Getting Personal: Mary Ellen O'Shaughnessey

Getting Personal: Mary Ellen O'Shaughnessey

Getting Personal is an email Q&A with a local personality. Here, a chat with Mary Ellen O'Shaugnessey, who recently retired from the University of Illinois, where she was the executive assistant dean in the College of Fine and Applied Arts. 

What time do you typically get up? What do you do the first hour of the morning?

5:30 a.m. Take my dog, Chloe, a boxer/Lab mix, out for a short walk, drink a cup of coffee, do a bit of email and read.

What did you have for lunch today? Where? With whom?
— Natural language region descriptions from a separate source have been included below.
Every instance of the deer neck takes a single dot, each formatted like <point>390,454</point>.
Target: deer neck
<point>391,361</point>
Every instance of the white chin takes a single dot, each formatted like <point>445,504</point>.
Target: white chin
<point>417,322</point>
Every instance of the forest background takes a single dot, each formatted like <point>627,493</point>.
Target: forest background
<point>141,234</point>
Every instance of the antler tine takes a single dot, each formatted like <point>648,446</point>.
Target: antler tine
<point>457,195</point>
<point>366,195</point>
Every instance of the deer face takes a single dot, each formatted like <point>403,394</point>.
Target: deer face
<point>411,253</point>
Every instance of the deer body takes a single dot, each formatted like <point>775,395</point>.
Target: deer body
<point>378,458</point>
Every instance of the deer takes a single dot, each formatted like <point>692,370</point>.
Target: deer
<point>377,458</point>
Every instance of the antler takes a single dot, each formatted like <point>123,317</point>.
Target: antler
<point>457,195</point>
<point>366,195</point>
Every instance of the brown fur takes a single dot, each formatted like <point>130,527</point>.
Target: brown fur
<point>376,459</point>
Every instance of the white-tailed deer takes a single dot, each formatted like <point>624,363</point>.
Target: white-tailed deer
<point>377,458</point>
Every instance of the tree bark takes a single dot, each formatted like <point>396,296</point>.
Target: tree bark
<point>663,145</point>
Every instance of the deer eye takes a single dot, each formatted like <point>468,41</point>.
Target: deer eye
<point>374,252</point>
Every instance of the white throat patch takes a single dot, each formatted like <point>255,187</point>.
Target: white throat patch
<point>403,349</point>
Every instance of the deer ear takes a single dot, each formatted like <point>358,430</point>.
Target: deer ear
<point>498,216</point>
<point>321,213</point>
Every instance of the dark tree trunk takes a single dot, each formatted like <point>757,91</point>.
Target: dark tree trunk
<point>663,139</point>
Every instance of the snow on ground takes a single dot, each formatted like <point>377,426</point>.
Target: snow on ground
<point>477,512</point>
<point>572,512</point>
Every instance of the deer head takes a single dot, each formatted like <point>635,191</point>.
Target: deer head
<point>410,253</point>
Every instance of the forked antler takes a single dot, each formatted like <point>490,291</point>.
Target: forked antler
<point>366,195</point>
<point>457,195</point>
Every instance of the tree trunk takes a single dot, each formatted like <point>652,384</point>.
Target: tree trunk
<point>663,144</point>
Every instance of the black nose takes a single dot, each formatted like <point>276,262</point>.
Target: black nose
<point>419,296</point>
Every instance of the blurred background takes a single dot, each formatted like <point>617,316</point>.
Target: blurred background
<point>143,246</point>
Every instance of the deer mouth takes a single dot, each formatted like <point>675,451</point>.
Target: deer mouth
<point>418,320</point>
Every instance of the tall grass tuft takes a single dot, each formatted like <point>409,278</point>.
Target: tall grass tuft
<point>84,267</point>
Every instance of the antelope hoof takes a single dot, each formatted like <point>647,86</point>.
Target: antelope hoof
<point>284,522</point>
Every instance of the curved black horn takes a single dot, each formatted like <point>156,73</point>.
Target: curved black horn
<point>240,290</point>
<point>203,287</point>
Some turkey, a pear and half an avocado. Ate alone at my desk listening to music.

Best high school memory?

A party my closest friend had at her house. Her parents were home. She had a very strict father, and she did not tell him a band was going to play. Party did not last long.

Tell me about your favorite pair of shoes.

When I retired, I bought a very expensive pair of Thierry Rabotin walking shoes. It is all I can do not to wear them to bed. They are really comfortable.

What does a perfect Sunday afternoon include?

Reading The New York Times, walking my dog, going to the ARC to swim. Spending time with friends.

Was there one book that you read as a child that you still cherish? Own? Read?

I was raised Irish Catholic, so "The Lives of the Saints" was my all-time favorite. I adored St. Bernadette and always thought that like her, the Virgin Mary would appear to me. Still waiting.

Where on Earth are you dying to go? Why?

Alaska. I worked as a shepherd in Ireland one summer, and while there, saw a travel show about Alaska, and since that time, have wanted to go there. The beauty is astonishing.

Tell me about your favorite pet.

I had to put our 16-year-old dog, Molly, down last August. She was a great family dog. Earlier this year, I adopted Chloe, an 81/2-year-old dog from the Humane Society who is so sweet. Guess I have two favorites.

Have you discovered that you are becoming like one of your parents? Which one and how?

My mother died when I was 9 and my dad two years later. I think I am probably more like my mother. From what I remember, she was a bit of a rebel and always organizing something.

What would you order for your last meal?

A piece of cheesecake from the Drift Inn restaurant in Yachats, Ore.

What can you not live without?

Solitude.

Who do you have on your iPod?

An eclectic mix of classical, rock 'n' roll, Broadway musicals and jazz. Now if I could only find it.

What's the happiest memory of your life?

Of course, the births of my three sons, and as a young child, my parents took me and my brother to Sandwich, Mass., on vacation. I fell in love with the ocean and did not want to go back to Michigan.

If you could host a dinner party with any three living people in the world, whom would you invite?

Sandra Day O'Connor, Colin Powell, Brian Williams.

What's the best advice you've ever been given?

Competence is the best revenge.

What's your best piece of advice?

Always, always be honest with yourself and others.

What was your first job and how much did you make an hour?

My first job outside the family business was as a waitress at Mendelson's Resort on Lake Michigan in South Haven, Mich. Much like the resort in the movie "Dirty Dancing." We put a show on every Friday night for the guests. I played Toto in "The Wizard of Oz." Yes, the dog.

What was a pivotal decision in your career and how did you arrive at that decision?

Taking the health educator job at McKinley Student Health Center in 1977. Quite honestly, it was my only offer, and I needed a job. I have no regrets. I have had a wonderful career at the university, where I would say the last half of my 35-year career was spent as an administrator.

Do you have a bad habit? What is it?

I am impatient.

How do you handle a stressful situation?

Does eating a bag of cookies count? I focus on my breathing and size up the situation. Swimming is my go-to place when I am really stressed.